To exit, simply type exit.

Documentation

Full documentation is available on Read the Docs.

Dependency Management & Reproducibility

Always keep your abstract (unpinned) dependencies updated in environment.yml and eventually in setup.cfg if you want to ship and install your package via pip later on.
Create concrete dependencies as environment.lock.yml for the exact reproduction of your environment with:
```
conda env export -n rag_skeleton -f environment.lock.yml
```
For multi-OS development, consider using --no-builds during the export.
Update your current environment with respect to a new environment.lock.yml using:
```
conda env update -f environment.lock.yml --prune
```

Project Organization

├── AUTHORS.md              <- List of developers and maintainers.
├── CHANGELOG.md            <- Changelog to keep track of new features and fixes.
├── CONTRIBUTING.md         <- Guidelines for contributing to this project.
├── Dockerfile              <- Build a docker container with `docker build .`.
├── LICENSE.txt             <- License as chosen on the command-line.
├── README.md               <- The top-level README for developers.
├── configs                 <- Directory for configurations of model & application.
├── data
│   ├── external            <- Data from third party sources.
│   ├── interim             <- Intermediate data that has been transformed.
│   ├── processed           <- The final, canonical data sets for modeling.
│   └── raw                 <- The original, immutable data dump.
├── docs                    <- Directory for Sphinx documentation in rst or md.
├── environment.yml         <- The conda environment file for reproducibility.
├── models                  <- Trained and serialized models, model predictions,
│                              or model summaries.
├── notebooks               <- Jupyter notebooks.
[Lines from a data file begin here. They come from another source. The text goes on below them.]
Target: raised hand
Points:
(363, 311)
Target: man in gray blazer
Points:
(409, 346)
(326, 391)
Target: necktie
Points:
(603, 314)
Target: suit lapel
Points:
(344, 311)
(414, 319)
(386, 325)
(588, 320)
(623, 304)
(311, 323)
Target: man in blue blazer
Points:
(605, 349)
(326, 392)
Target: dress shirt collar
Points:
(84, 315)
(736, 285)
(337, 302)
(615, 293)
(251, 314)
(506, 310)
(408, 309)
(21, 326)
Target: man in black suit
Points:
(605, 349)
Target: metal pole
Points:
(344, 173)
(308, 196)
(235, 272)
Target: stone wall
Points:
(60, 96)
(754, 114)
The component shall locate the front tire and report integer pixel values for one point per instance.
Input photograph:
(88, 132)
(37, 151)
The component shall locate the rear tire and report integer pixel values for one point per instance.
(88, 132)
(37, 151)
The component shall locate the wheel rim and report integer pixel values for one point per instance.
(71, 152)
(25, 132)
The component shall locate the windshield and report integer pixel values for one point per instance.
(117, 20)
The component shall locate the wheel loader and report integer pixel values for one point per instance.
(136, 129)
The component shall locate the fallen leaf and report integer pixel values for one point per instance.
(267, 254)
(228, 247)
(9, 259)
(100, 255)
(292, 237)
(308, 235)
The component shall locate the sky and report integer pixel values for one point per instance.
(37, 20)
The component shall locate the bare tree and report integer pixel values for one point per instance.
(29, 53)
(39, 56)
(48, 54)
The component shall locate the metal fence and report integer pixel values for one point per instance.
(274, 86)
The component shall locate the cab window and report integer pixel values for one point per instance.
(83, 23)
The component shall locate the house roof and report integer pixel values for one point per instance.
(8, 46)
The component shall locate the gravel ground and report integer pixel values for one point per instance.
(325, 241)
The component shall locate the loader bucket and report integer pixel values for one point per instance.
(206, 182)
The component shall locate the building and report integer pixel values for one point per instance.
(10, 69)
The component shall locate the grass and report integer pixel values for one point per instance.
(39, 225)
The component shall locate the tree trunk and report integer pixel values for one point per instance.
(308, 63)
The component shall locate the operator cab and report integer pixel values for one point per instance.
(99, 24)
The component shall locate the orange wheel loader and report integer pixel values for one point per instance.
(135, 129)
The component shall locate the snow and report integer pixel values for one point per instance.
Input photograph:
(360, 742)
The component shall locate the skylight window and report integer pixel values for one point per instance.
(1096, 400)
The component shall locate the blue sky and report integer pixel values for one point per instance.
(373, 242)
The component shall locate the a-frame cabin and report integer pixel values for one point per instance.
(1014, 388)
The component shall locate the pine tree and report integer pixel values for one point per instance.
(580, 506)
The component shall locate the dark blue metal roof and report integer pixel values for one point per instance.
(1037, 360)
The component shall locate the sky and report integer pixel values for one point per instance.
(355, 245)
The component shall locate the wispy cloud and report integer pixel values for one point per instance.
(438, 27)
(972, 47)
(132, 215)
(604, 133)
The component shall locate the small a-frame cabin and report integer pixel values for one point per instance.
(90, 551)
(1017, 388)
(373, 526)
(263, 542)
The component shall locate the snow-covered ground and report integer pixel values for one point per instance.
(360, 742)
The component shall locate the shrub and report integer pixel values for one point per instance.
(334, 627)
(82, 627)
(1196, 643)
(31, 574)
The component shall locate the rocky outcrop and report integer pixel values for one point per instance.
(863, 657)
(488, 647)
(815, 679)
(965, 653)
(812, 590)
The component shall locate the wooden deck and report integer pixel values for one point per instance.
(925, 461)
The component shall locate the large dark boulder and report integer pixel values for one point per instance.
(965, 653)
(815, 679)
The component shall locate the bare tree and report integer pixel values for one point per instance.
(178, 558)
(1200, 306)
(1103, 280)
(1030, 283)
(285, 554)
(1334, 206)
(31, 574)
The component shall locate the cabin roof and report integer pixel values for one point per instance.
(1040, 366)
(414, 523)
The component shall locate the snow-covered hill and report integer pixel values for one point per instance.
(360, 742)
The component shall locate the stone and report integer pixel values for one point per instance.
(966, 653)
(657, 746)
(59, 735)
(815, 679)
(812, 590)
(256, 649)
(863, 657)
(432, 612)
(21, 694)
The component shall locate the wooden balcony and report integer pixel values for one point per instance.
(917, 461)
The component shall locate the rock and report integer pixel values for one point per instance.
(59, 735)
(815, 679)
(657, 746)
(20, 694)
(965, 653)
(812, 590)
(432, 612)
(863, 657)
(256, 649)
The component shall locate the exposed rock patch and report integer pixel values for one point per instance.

Naming convention is a number (for
│                              ordering), the creator's initials and a description,
│                              e.g. `1.0-fw-initial-data-exploration`.
├── pyproject.toml          <- Build configuration. Don't change! Use `pip install -e .`
│                              to install for development or to build `tox -e build`.
├── references              <- Data dictionaries, manuals, and all other materials.
├── reports                 <- Generated analysis as HTML, PDF, LaTeX, etc.
│   └── figures             <- Generated plots and figures for reports.
├── scripts                 <- Analysis and production scripts which import the
│                              actual PYTHON_PKG, e.g. train_model.
├── setup.cfg               <- Declarative configuration of your project.
├── setup.py                <- [DEPRECATED] Use `python setup.py develop` to install for
│                              development or `python setup.py bdist_wheel` to build.
├── src
│   └── rag_skeleton        <- Actual Python package where the main functionality goes.
├── tests                   <- Unit tests which can be run with `pytest`.
├── .coveragerc             <- Configuration for coverage reports of unit tests.
├── .isort.cfg              <- Configuration for git hook that sorts imports.
└── .pre-commit-config.yaml <- Configuration of pre-commit git hooks.

Feedback

Any questions, comments, or suggestions are welcome! This project is a flexible foundation for RAG-based applications, and we’re open to improvements that can make it even more useful across various domains.

Note

This project has been set up using PyScaffold 4.6 and the dsproject extension 0.7.2.